Ainda nesse ano, Portugal conseguiu evitar sanções e o congelamento de fundos estruturais por não cumprir as metas do défice do ano anterior. As posições dentro da Comissão estavam divididas, mas o processo foi encerrado. Mário Centeno conseguiu ainda mais um ano para ir ao encontro das exigências de Bruxelas: um défice de 2,5% em 2016.
Missão cumprida. Apesar de criticado pela oposição, que acusou o Governo de recorrer ao Programa Especial de Redução do Endividamento ao Estado e às cativações para reduzir o défice, o ministro das Finanças deixou as contas com um saldo negativo de 2% do PIB, o mais baixo da democracia portuguesa.
O Procedimento por Défices Excessivo, que já durava desde 2009, acabaria por ser encerrado. E Wolfgang Schäuble, ministro das Finanças alemão que tão crítico tinha sido do governo, elogia o ministro português, chamando-o mesmo de "Ronaldo do Ecofin", o órgão formal de ministros das finanças de toda a União Europeia.
Os números da economia e do défice foram ajudando a relação de Centeno com a Europa, mas numa altura em que o executivo português aponta para um défice de 1,1% do PIB e para um crescimento novamente acima de 2% em 2018, Bruxelas avisa que Portugal está "em risco de incumprimento" das regras europeias.
A reestruturação da banca e os polémicos sms
Se a caminhada de Mário Centeno foi difícil nas questões orçamentais, entre negociações com a esquerda e exigências de Bruxelas, seria ainda mais problemática na tentativa de resolução dos imbróglios da banca. O ministro já mobilizou quase 10 mil milhões de euros para estabilizar o sistema financeiro, segundo contas do Jornal de Negócios.
O primeiro dos obstáculos surgiu logo a seguir à tomada de posse do governo, ainda no final de 2015, com a resolução do Banif. O Tesouro português injetou quase 1,8 mil milhões de euros, a que se juntaram mais de mil milhões do Fundo de Resolução da banca.
Seguiu-se a reestruturação da Caixa Geral de Depósitos, que recebeu quase quatro mil milhões de euros de dinheiro público para se recapitalizar. O Eurostat, gabinete de estatísticas europeu, ainda não decidiu se a operação tem implicações no défice.
Mário Centeno veria ainda com alívio a venda (muitas vezes adiada) do Novo Banco, mas que implicou a injeção de até 3,8 mil milhões de euros pelo Fundo de Resolução, com garantia de financiamento estatal. Resolvida está também a questão dos chamados lesados do BES, com uma garantia estatal de 301 milhões de euros, depois do acordo alcançado no final de 2016.

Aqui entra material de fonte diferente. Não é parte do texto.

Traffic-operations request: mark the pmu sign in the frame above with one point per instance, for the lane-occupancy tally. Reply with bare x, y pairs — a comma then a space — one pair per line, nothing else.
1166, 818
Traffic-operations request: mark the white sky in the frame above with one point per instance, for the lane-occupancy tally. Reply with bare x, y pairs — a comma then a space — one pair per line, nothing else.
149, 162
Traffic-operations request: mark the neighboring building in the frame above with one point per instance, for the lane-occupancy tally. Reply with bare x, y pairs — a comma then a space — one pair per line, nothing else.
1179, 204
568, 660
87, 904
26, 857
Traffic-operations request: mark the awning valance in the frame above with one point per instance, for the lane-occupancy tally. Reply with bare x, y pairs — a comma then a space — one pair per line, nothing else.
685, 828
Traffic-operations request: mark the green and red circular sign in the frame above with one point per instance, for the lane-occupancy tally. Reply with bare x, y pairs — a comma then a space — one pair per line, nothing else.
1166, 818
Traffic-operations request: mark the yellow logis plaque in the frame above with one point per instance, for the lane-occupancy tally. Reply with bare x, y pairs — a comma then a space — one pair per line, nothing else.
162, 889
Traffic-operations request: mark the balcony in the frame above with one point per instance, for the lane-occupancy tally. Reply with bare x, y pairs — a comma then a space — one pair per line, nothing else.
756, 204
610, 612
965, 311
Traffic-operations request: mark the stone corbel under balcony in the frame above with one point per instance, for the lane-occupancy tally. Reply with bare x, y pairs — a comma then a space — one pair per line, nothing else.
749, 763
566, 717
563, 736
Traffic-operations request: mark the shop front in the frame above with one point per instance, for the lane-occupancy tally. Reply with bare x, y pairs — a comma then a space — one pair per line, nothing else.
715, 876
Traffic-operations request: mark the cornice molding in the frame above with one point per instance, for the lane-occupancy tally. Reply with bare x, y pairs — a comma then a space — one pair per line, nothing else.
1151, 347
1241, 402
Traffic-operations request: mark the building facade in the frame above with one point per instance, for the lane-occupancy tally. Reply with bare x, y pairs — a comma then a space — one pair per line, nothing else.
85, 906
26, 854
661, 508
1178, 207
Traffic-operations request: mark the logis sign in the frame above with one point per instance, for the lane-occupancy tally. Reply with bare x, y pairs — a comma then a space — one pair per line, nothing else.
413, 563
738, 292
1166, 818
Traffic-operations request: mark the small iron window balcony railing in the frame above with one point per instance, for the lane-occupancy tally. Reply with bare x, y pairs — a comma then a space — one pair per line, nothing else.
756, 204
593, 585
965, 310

Pelo meio, a polémica das mensagens trocadas com António Domingues, que motivou mesmo uma comissão de inquérito no Parlamento. Em causa está a alegada garantia dada ao então recém-nomeado presidente da CGD de que não precisaria de apresentar a declaração de património no Tribunal Constitucional. O documento final da comissão de inquérito, redigido por um deputado socialista, acabou por admitir que pode ter havido um acordo entre Mário Centeno e António Domingues.